| Analysis

2022 Ontario Provincial Election Forecast

Methodology

The Signal is based on the mechanics of a Bayesian dynamic linear model. This type of model forms the basis of forecasting models currently in use for US elections for which many will be familiar, such as those by the New York Times and FiveThirtyEight.

Our variant of the model accounts for two biases in the polling industry. First, we account for the fact that pollsters differ systematically between each other with respect to whether they over- or under-represent certain voters. For example, compared to the polling industry average, some pollsters might over-represent Conservatives party voters; others, NDP voters. The model accounts for these differences dynamically, such that each poll that is released is filtered for our current estimate of that bias.
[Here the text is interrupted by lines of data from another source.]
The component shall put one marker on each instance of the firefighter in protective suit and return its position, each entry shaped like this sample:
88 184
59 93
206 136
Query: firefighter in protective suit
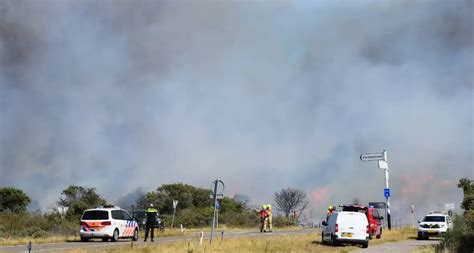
269 218
150 221
263 219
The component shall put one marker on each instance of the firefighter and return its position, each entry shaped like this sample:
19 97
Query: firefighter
151 213
331 209
263 218
269 218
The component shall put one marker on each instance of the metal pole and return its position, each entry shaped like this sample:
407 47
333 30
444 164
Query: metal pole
388 201
215 207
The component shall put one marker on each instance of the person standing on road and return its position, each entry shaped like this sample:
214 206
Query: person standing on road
263 218
151 213
269 218
331 210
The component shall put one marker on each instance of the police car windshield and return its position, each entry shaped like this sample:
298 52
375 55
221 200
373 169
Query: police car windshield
434 218
95 215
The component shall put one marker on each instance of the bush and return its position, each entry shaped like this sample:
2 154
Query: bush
282 221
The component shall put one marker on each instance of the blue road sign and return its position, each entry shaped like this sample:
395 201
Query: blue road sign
386 193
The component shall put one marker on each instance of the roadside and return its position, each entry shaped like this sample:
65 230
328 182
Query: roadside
399 247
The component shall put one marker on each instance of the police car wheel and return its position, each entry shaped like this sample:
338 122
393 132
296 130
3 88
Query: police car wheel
114 236
135 235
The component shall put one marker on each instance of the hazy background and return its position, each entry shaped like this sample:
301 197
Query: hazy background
264 95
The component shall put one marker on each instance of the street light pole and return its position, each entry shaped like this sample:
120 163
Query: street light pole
383 164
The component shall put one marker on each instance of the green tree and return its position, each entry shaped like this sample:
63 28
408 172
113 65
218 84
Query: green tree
290 200
78 199
14 200
188 196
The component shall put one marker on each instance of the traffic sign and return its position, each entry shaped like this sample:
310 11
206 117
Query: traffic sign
383 165
386 192
372 157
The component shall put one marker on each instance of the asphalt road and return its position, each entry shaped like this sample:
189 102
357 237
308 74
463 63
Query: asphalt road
96 244
397 247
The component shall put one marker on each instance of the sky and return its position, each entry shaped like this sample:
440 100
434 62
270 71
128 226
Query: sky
264 95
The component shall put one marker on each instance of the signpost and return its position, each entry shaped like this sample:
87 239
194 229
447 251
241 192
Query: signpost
383 164
215 196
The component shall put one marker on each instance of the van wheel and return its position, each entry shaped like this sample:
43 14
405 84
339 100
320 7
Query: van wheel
365 244
114 236
135 235
379 235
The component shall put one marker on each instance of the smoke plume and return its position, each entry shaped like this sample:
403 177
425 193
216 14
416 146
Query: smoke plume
263 95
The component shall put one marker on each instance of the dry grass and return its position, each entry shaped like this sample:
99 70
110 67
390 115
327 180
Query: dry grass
294 243
8 241
425 249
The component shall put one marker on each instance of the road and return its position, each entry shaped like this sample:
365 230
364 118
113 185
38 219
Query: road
396 247
66 246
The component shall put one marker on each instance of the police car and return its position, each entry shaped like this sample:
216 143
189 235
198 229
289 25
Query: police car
108 222
434 224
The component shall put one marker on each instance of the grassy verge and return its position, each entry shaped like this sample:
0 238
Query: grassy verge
10 241
426 249
293 243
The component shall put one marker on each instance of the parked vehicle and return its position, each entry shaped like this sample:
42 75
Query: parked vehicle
346 227
373 217
140 216
434 224
108 222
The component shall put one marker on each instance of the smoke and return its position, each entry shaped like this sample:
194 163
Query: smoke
263 95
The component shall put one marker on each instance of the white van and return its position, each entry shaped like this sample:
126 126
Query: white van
346 227
108 222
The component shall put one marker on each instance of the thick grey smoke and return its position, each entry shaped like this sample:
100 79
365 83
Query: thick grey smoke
263 95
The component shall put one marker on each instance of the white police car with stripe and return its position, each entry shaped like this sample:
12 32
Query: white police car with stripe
108 222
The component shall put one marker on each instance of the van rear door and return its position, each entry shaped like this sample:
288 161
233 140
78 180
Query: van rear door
352 225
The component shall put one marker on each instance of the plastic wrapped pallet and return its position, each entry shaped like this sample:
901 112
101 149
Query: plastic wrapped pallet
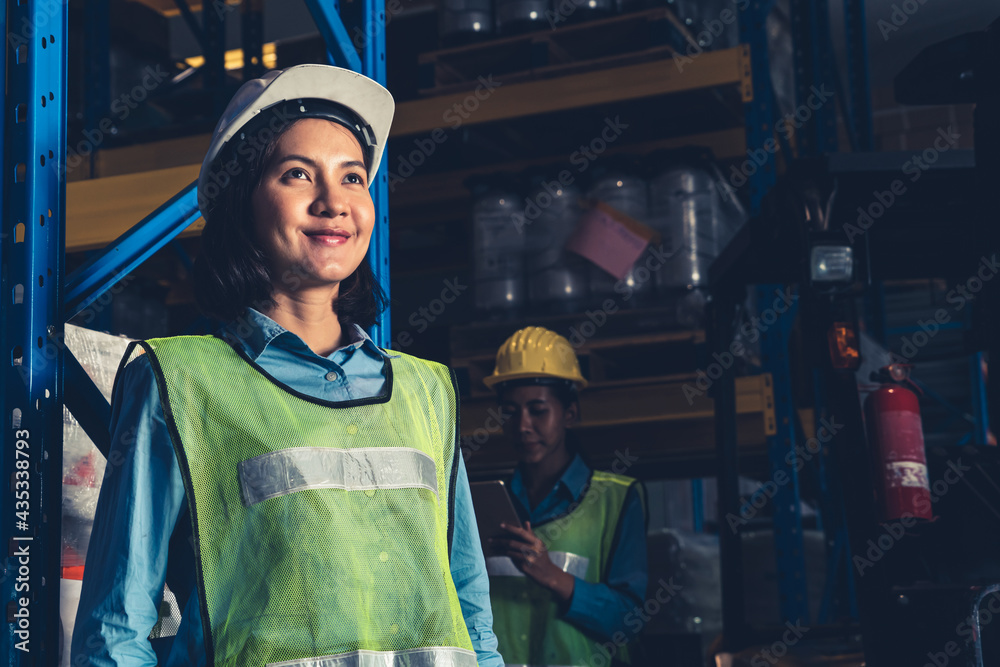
83 469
Polls over multiple years are used to calculate these “house biases” so that they themselves are recalculated each time a new poll is released. Second, we account for bias in the polling industry as a whole by using data from previous elections. In the Canadian context, these biases are relatively small, although not insignificant: even small differences in national vote share can have relatively large effects on seat share.

Because there are many days on which polls are not released and because polls contain sampling error, the model uses information about where vote intention stood on one day to inform where it stands the next day. If a new poll is released, vote share estimates for that day effectively become a weighted average of information from the newly released poll and from information about where vote intention stood on the previous day. This means that outlier (and all other) polls are effectively pulled in toward the previous day’s forecast. Visually, this means that vote intention across time will appear relatively smooth, as we would expect it to in reality.

This differs from other forecasting models in Canada where one might see forecasts jump around relatively drastically from poll release to poll release. Unfortunately, this leads many commentators in Canada to speculate that large changes are occurring in the electorate for various reasons related to the campaign even if no substantial changes are occurring in reality. An added benefit is that a new forecast can be released for each day of the campaign, even if no new poll is released, and we are able to estimate vote intention for each day of the campaign.

To estimate regional-level vote share, we run a separate model with the same basic structure as the national model. We then adjust the regional vote share results proportionally such that they match estimates from the national-level forecast. For the riding level, furthermore, we use the vote share achieved by each party during the 2019 Canadian federal election in each riding, adjusting these proportions proportionally to match the estimated regional (and national) vote share forecast. It is worth noting that the degree of uncertainty with respect to these projections is highest at the individual riding level. As riding-level predictions are derived from national and regional vote share estimates and vote share in the 2019 federal election rather than local polling data (which do not exist in sufficient numbers), these should be interpreted with due caution.